NS: It’s great. But it took a long time for everyone to be comfortable referring to me. Like, for the first six months I was there I hardly saw anybody because the docs weren’t comfortable just letting this random PT just show up and come see their patients. I remember asking a practitioner, “Hey can I see your patient with back pain?” And she said, “Not before I see her, I don’t want you to kill this patient.” She had no idea what I did. So it took a lot to gain the trust of the physicians, NPPs, and nurses. The biggest thing is making sure everyone is comfortable with me working with their patients. I’d like to think I have great relationships with all of them now; we discuss cases and break down different things and I learn from them every day. I hope that I’ve taught them a thing or two.
What benefits do departments that have physical therapists see versus those that don’t?
NS: It varies based on how they’re utilized. We’re still very early on in PT in the ED in the U.S., but we’ve found that there is reduced imaging utilization, reduced opioid prescriptions, reduced length of stay, improved patient satisfaction, and overall reduced cost, in part because of better referrals to outpatient PT and orthopedics and sports med. Especially in patients who needed home health or SNFs (Skilled Nursing Facilities), PTs helped reduce the number of visits and cost in the long run.2
What kind of things would you like to see ED docs do more in their work with you?
NS: I think it varies from physician to physician. Ideally I would like every Physician to utilize us appropriately and realize what our knowledge base is. Really I wish they understood our scope of practice better. I don’t expect every ED Physician to know what physical therapists do; we’re a young profession. PT has only been around for 100 years and really only started in the ED in 2000, with Mike Lebec. It’s still a very novel approach. And not every system has access. If I went to a town of 10,000 people, ED physical therapy would be unheard of. But I hope that with time the ED physicians will understand the role of physical therapy and how it can be utilized.

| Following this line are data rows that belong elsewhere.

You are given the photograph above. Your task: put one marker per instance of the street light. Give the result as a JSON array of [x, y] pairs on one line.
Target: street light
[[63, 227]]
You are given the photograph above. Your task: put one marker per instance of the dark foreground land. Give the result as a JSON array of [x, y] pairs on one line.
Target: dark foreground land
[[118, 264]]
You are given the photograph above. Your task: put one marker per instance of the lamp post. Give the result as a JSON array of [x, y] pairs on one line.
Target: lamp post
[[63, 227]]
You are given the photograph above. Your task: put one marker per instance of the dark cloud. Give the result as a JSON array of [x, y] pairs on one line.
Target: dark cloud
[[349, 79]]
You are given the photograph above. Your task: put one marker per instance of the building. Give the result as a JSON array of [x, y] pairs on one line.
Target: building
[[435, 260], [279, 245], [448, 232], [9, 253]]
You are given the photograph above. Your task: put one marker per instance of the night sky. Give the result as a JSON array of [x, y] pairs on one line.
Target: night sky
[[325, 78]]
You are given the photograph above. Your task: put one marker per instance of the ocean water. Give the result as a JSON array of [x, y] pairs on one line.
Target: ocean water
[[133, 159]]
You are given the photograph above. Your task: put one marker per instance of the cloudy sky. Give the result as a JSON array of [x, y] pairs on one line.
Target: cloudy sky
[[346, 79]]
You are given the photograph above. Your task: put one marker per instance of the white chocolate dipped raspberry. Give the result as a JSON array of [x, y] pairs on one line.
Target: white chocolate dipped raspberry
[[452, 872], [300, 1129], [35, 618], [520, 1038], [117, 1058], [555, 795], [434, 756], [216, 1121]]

So what about when you’re working with NPPs, physicians, and residents that you wish they would do less, or maybe not at all?

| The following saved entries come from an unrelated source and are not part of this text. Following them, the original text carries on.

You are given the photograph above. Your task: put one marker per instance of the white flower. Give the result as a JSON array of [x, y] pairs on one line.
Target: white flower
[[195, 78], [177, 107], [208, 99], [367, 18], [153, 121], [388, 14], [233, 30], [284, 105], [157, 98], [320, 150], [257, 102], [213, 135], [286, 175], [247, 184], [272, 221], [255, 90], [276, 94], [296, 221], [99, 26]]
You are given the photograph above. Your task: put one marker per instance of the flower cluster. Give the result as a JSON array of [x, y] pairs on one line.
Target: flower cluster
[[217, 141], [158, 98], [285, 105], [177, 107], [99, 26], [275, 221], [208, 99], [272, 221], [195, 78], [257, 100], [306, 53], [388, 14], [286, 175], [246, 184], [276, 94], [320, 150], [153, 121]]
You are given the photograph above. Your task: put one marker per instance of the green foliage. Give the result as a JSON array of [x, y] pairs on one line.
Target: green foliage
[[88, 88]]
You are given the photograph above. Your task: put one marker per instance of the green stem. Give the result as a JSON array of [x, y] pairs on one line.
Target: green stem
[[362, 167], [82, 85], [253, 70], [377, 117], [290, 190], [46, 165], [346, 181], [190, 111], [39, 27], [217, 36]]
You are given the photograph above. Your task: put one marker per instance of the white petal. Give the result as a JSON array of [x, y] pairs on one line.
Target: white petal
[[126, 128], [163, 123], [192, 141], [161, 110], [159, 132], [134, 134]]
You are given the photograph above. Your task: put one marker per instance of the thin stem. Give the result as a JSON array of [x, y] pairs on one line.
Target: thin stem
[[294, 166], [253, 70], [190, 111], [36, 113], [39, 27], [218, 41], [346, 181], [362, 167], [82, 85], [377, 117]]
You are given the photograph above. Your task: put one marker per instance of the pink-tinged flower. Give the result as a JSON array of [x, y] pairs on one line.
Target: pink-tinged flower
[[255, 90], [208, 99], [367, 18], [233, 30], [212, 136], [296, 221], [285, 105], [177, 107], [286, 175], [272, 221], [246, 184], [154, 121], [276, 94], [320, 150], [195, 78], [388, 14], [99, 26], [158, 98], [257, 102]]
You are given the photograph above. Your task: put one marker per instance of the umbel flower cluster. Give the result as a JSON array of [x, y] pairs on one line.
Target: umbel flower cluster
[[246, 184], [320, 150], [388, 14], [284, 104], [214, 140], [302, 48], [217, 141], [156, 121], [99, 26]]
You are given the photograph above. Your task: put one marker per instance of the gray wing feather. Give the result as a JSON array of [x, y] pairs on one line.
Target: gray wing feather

Naveed: There’s one thing they do, and sometimes it’s appropriate and sometimes it’s not, but they’ll tell me, “I want you to wait until the medication kicks in.” Like they just need to take the edge off, but I would rather see the patient at their worst to determine what I can do, and to get to the root cause of the dysfunction if I can at that moment. Waiting until the meds kick in can make my physical therapy management a little more difficult. But that’s also a case-by-case basis. One thing about PT that is mismanaged in the ED setting is the wait time. From the time the patient comes in to the time they’re seen, I think it just makes for a better patient experience. I still come in as an afterthought and I wish I was consulted earlier on patients. Like if they had called me earlier, this guy with back pain could have been gone an hour ago.
- Guy R, Kesteloot L, Lebec MT. Physical therapists in the emergency department: a national survey. Poster presentation at the combined sections meeting of the American Physical Therapy Association. Las Vegas, NV. 2014.
- Jogodka C, Lebec M. 236: Physical Therapist Consultation in the Emergency Department for the Treatment of Whiplash: An Analysis of Effectiveness. Ann Emerg Med. 2008;51(4):542-543.
- Kim HS, Strickland KJ, Mullen KA, Lebec MT. Physical therapy in the emergency department: A new opportunity for collaborative care. Am J Emerg Med. 2018;36(8):1492-1496.